As for the argument at hand about climate change, it seems that we need to split the debate into two parts: the problem and the solution. It’s disingenuous to claim both that there is no problem and that even if there was, the system that created the problem will provide a solution without any change to that system. You don’t get to have it both ways.
The vast majority of reputable scientists believe that climate change is a real problem, regardless of whether one particular data point or another tracks on the opposite side of the curve. The reason is extraordinarily simple: what we do affects our environment.
If you take a petri dish, add some sugar, and only one type of bacteria, that bacteria will eventually all die of a polluted environment, drowning in their own waste products. Any stable eco-system requires at least two components, each of which consumes the other’s waste, thus ensuring a functionally indefinite closed loop. The concept should be familiar to anyone who’s heard the cliche: don’t sh*t where you eat. While there are components of the natural world that can easily expand and adapt to take care of certain human waste products (our ever increasing exhaled carbon dioxide, for example), others are more problematic because the natural world does not include a component that can deal with them, at least on the scale at which we’ve arrived in the last two centuries. The goal is simple and very obvious: morph our civilization such that waste products are eliminated or at the very least captured and stored. If at every dusk we leave our environment as it was at dawn, then we drastically improve the long term viability of this little petri dish of a planet as our species’ home.

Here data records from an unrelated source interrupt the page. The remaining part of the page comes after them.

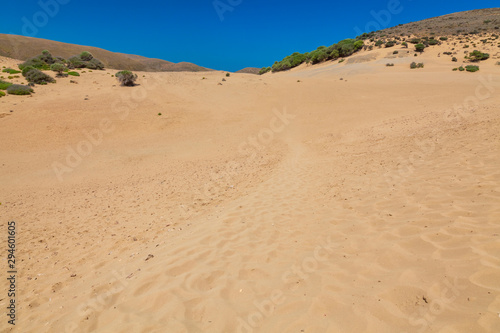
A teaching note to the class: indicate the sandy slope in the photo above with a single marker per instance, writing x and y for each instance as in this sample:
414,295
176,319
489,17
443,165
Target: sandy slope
368,204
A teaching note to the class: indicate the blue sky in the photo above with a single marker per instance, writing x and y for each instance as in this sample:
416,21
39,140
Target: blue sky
221,34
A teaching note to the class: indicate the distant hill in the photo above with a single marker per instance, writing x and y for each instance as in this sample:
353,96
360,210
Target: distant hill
477,22
23,48
469,22
249,70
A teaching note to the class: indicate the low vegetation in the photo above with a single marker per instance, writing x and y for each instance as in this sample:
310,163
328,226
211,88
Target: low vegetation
10,71
342,49
126,78
18,89
471,68
264,70
36,76
476,56
4,85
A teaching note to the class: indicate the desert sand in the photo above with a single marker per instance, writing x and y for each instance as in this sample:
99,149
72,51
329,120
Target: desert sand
342,197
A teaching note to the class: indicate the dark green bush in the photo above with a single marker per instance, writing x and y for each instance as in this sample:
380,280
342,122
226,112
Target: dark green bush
126,78
264,70
95,64
472,68
419,47
86,56
478,56
11,71
38,77
58,68
4,85
17,89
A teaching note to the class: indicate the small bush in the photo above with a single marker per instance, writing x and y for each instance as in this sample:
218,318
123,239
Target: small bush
17,89
126,78
419,47
58,68
38,77
264,70
4,85
414,65
11,71
86,56
478,56
472,68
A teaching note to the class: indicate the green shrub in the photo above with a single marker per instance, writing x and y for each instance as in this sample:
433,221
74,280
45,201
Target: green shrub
414,65
264,70
58,68
478,56
38,77
472,68
17,89
11,71
4,85
76,62
86,56
95,63
126,78
419,47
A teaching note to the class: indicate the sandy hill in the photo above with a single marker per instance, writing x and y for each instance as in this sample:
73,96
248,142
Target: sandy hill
468,22
20,47
340,197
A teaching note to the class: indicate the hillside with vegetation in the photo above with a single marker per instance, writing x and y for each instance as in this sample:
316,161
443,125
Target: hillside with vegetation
23,48
459,28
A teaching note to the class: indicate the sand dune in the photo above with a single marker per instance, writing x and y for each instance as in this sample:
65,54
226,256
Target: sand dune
367,204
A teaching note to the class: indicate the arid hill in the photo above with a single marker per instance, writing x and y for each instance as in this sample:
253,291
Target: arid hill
23,48
469,22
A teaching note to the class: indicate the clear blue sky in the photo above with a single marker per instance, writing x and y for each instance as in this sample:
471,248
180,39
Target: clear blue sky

Do I think that carbon emissions, to take one salient example, will cause catastrophic global effects in the next fifty years? Two hundred? I don’t know, that’s what the scientists are there for. Certain quarters of society are claiming that the scientists don’t know what they’re talking about, forgetting that those same scientists are the ones who invented the wonders of industrial civilization whose impact is being dismissed. Who is more qualified to say that a house’s foundation is inadequate, the guy who designed and built the house, or the guy who lives in it? Ignorance and a vested interest in maintaining that ignorance are a catastrophic combination.
Markets are a tool. A great tool to be sure, a tool that has produced unprecedented wealth in the modern world. But like any tool, they are only as good as what they are pointed at. Blindly insisting that the market is a beneficent deity that will magically fix any problem is the height of naivete. The market didn’t magically eliminate 18 hour work days, child labor, and the gamut of other horrors of early industrialization. Regulation did. The cap and trade systems being bandied about are a brilliant hybrid approach, using the superior tool of a market for a carefully targeted purpose.
Morons? I think as a species a more accurate invective would be “children.” There is nothing more childish then ignoring your own mess even as you wallow in it.